Swimming in cool rivers is inviting, but poses dangers

  • A group of rafters glides down the Connecticut River near the confluence of the Deerfield River. The bike path bridge can be seen in the background. Recorder Staff/Paul Franz

  • Residents cool off at the Tri-Town Beach in Whately on Tuesday. RECORDER STAFF/ANDY CASTILLO

Recorder Staff
Published: 7/19/2016 11:03:54 PM

DEERFIELD — Despite a tranquil appearance, a peaceful swim in a local river on a hot day can turn deadly — fast.

“Every summer it seems like one or two people drown,” said Brian Yellen, president of the Deerfield River Watershed Association.

The latest drowning victim is 30-year-old Wilver Perez, a Springfield resident from Guatemala who, Chief of Police John Paciorek Jr., said, worked at Nourse Farms.

According to Northwestern District Attorney’s Office, Perez was swimming in the Connecticut River Saturday around 12:30 p.m. near the mouth of the Deerfield River, when he was caught in an eddy and drowned. A few hours later he was pronounced dead.

Mary Carey, communications director for the district attorney, said an investigation into the incident is ongoing. She said foul play isn’t suspected.

Paciorek said Perez and other farm workers jumped into the water to cool off during a break from picking strawberries. He also said alcohol wasn’t a factor, and the place they entered the river isn’t accessible by the public.

“There’s no easy way to get in there,” he said. “It’s not a popular swimming spot.”

The dangers

Swimming in the Deerfield River may be inviting especially during hot weather, but it can also be dangerous. At least two people have drowned in the Deerfield River over the last few years. One, a 26-year-old woman who was on an inner tube, and another, a 20-year-old University of Massachusetts Lowell student who drowned while swimming.

A number of factors may contribute to someone running into trouble in the water. They include how well a person can swim, how fast the current is running and hidden dangers below the surface of the water.

Some say that rivers can be dangerous to swim in when the current is harnessed by hydroelectric systems, using dams and storage reservoirs to generate electricity.

There are 10 hydroelectric dams on the Deerfield River and nine dams on the Connecticut River main stem.

Andrea Donlon, river steward for the Connecticut River Water Council, said that if a river isn’t large, any amount of increase in water can significantly change the current.

“It may fluctuate as much as 4 feet,” she said, adding that in some cases, river flow can double.

“There are a lot of drownings in the Connecticut River every year,” she continued. “People get in situations where their swimming ability doesn’t match the conditions.”

Another safety concern, said Cliff Stevens, owner of Moxie Outdoor Adventures in Charlemont, happens when two rivers converge and the current becomes unpredictable.

“Respect it; know your own abilities,” he said about swimming in rivers recreationally, even if they appear tranquil. “If you’re in a boat, put on a life jacket.
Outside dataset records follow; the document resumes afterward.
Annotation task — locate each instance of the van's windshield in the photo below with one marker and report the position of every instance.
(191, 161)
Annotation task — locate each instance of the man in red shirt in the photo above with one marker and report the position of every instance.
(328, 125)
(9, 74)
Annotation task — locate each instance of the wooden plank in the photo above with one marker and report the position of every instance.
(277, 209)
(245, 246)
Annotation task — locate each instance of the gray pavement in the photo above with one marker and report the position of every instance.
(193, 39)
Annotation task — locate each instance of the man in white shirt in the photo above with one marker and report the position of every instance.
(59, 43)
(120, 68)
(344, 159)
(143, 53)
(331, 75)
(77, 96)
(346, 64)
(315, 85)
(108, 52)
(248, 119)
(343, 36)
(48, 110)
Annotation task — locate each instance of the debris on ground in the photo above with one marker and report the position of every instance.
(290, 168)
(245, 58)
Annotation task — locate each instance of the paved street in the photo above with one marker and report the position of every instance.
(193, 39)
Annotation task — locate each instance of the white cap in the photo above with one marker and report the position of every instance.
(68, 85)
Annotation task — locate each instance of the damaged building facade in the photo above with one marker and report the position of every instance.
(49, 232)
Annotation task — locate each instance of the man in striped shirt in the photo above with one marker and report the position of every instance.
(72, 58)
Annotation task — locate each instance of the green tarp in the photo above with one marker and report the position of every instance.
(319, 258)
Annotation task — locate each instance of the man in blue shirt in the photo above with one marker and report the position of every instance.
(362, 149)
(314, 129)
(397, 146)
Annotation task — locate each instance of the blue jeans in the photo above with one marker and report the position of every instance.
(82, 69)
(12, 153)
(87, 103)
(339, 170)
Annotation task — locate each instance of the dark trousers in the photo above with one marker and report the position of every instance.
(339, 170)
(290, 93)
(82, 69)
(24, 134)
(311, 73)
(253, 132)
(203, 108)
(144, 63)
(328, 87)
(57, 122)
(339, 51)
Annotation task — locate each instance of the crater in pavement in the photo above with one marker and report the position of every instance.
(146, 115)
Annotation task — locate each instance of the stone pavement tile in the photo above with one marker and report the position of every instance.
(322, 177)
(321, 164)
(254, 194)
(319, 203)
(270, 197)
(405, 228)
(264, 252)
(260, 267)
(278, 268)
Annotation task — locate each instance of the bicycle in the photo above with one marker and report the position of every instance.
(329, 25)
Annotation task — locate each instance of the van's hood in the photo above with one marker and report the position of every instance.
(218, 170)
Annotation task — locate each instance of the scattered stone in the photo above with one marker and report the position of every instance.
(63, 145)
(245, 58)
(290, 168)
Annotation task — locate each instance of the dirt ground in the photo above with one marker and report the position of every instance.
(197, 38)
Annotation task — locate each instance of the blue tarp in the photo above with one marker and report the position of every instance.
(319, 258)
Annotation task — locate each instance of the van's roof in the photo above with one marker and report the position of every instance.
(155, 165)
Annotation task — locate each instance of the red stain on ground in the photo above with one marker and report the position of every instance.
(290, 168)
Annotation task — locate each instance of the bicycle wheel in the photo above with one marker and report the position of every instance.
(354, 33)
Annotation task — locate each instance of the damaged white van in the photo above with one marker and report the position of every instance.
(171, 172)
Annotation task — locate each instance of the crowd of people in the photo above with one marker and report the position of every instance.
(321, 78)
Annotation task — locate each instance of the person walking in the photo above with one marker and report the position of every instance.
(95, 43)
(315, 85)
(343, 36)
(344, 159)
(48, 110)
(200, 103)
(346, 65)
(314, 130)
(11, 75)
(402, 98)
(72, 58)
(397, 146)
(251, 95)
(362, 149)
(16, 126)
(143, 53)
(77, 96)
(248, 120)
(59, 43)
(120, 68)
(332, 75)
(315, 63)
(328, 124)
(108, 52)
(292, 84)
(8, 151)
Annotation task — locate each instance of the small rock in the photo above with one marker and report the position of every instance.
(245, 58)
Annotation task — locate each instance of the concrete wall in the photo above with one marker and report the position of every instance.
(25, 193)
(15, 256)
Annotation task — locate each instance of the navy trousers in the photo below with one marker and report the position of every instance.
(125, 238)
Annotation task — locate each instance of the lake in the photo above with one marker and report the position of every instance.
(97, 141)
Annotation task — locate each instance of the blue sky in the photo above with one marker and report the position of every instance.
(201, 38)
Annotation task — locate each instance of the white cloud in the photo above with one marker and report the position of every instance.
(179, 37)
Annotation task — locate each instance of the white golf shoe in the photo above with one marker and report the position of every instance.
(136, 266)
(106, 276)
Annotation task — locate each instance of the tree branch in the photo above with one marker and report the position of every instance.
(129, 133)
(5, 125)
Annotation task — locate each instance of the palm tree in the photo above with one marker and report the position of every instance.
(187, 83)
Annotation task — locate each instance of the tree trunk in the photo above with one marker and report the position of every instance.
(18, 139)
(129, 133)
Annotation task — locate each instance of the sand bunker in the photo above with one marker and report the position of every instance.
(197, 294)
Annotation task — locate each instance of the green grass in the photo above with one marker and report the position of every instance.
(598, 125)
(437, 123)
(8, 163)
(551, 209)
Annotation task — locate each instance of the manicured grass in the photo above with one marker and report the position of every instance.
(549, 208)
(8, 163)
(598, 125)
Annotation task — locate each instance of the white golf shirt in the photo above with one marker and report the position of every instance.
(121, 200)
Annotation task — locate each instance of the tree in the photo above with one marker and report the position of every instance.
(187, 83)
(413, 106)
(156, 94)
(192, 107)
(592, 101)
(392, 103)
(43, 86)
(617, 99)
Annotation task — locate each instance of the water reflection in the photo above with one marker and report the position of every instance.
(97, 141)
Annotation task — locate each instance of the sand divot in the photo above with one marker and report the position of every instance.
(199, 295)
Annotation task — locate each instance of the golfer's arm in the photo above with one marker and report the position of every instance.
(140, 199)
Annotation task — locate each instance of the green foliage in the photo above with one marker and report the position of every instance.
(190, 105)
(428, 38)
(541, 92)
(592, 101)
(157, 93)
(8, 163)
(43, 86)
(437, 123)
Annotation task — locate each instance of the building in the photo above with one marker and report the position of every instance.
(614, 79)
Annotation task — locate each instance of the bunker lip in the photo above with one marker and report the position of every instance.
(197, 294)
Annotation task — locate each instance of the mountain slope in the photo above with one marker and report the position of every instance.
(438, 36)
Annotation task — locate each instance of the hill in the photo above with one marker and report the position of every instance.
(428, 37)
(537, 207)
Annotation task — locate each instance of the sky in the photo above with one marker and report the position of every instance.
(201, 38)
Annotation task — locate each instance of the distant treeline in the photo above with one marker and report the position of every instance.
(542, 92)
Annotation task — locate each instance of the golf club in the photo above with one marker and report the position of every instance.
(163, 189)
Put your kids in a life jacket.”

As far as what actions people can take to prevent an emergency situation, Stevens said that if someone is swimming and feels water levels rising, the best thing to do is to swim, not walk, to shore as quickly as possible.

“If you were to be swept away,” Stevens continued, “staying calm is very important. People who panic in a riptide, same thing. Stay calm, be aware of your surroundings.”

The best thing to do to prevent an emergency situation, said Paciorek Jr., is to avoid swimming anywhere that isn’t managed by the town.

Instead, Douglas Finn, town administrator, suggested that town residents swim at Tri-Town Beach, which the town helps manage specifically to provide a safe place to swim recreationally.

“Safety of swimmers and rafters on the river has been a perennial conversation,” Finn said. “We strongly recommend residents to make use of the beach.”